I like the analogy, and I found myself agreeing a lot with your suggestions, but I think there is a danger in this analogy:It portrays EAs as functioning very individualistically, and this could ultimately be ineffective.Imagine a market where many of the buyers want to make a cake (say the cake represents improving global health - other people may go to the market for other reasons, but many go for the same reason: in this case, cake). Each only has a little bit of money though, not enough to buy all the ingredients for a cake, so they buy one hoping that others will buy the others, and that they will be working off the same recipe. Inevitably, though, they have different ideas of the cake they want to make and what you end up with is a mess of different ingredients. The buyers DO get to eat something, but it isn't cake. What this represents in the real world is that EAs have targeted several individual health problems, but they haven't actually worked towards reducing global health/poverty as a whole.Now imagine an alternative market where the buyers coordinate. They know they all want cake, so they discuss together what the best recipe would be. Then, when they have one, they organise who should buy what - and then together they are able to make a damn good cake. In the real world, this would mean tackling global poverty in a coordinated way, which involves addressing systemic change. What I'm pointing out is that if the buyers were to coordinate they might be able to do far more good. I think this is currently a big problem in EA, that we don't coordinate or think strategically enough. We focus on what individual donors can do, and thereby miss out on tackling the bigger problems. So, I like your analogy, but I don't want people to think that what we ought to have is a classic free market with self-interested actors. Rather, we should have a free market with (at least some) actors working for (at least some) common good(s).
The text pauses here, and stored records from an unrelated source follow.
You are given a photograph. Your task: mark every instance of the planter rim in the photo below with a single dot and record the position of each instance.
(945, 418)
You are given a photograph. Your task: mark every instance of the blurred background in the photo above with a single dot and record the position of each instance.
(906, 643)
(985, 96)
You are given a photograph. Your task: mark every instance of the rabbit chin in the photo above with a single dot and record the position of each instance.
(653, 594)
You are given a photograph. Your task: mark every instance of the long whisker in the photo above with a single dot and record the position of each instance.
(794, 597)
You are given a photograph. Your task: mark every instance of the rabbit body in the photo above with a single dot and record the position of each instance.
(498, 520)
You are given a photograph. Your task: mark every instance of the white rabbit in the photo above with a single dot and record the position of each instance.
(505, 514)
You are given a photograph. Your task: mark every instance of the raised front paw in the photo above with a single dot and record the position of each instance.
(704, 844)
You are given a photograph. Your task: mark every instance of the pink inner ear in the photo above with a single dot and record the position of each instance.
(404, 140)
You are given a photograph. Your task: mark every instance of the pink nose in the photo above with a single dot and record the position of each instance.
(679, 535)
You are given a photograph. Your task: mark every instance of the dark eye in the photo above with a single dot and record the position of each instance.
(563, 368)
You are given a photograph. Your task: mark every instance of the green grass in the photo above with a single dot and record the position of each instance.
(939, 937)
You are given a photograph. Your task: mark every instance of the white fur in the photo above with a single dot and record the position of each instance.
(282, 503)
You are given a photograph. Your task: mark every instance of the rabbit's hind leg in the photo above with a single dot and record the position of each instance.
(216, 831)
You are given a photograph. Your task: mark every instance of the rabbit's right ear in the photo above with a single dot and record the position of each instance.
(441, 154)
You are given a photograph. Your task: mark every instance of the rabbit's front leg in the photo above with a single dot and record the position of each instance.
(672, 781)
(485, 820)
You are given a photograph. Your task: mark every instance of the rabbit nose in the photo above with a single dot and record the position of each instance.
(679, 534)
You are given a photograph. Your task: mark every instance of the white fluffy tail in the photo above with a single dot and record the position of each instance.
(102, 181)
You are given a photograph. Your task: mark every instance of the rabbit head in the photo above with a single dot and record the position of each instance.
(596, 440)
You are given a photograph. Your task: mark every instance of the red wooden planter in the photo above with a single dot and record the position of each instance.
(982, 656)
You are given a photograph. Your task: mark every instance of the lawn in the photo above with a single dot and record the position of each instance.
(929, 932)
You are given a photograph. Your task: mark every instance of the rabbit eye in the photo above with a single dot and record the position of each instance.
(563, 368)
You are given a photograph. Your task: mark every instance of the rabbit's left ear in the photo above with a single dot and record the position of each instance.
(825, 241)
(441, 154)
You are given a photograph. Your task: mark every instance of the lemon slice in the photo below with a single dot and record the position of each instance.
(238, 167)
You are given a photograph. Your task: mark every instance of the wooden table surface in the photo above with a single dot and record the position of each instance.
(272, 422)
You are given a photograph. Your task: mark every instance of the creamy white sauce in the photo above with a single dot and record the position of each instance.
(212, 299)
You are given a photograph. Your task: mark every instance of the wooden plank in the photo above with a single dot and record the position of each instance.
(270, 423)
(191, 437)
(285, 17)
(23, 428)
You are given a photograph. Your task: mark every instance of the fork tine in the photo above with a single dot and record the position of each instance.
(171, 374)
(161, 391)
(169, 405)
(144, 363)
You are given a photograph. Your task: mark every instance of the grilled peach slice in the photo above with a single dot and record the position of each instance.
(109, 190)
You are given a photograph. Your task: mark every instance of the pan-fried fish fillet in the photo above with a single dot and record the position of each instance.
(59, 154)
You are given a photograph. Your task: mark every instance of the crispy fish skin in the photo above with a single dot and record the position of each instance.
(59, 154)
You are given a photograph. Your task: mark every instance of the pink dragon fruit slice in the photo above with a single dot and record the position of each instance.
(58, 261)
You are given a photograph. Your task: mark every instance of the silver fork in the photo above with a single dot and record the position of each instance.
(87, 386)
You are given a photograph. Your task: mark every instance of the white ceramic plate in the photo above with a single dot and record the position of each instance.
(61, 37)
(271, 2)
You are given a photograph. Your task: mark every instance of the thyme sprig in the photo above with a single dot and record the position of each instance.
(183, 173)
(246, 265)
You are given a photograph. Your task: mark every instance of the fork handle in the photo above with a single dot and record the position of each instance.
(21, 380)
Thanks for the detailed and informative post. My response is a bit critical, but I mean it constructively:After reading the title of the post, I was hopeful to hear about the potential ways that AI could be used to reduce wild animal suffering - and so a bit disappointed to see this only as a minor consideration in section 8.3. Give that it is wild animals that we are concerned about here (not just removing our guilt), surely we should be looking at their lives as a whole, not just how we affect them directly. So when we look at something like wind turbines, we shouldn't just be interested in how many birds are killed by them - we should be interested in how this changes the lives of such wild birds in general (including those that don't get killed, and now have greater access to food or habitat).My own opinion is that your consideration in 8.3 "HWC deaths may be less painful than counterfactual deaths" could very well be correct. There seems to be no good reason for thinking that it is incorrect. Therefore, to advocate for these solutions to HWC seems to be a very non-ideal way at improving WAW. Given the uncertainty here, it seems that we should focus not on reducing the deaths that we cause, but rather on reducing the most painful kinds of deaths. These are unlikely to be from things such as wind turbines - and much more likely to be from disease, starvation etc. I think this needs to be the central focus of the discussion.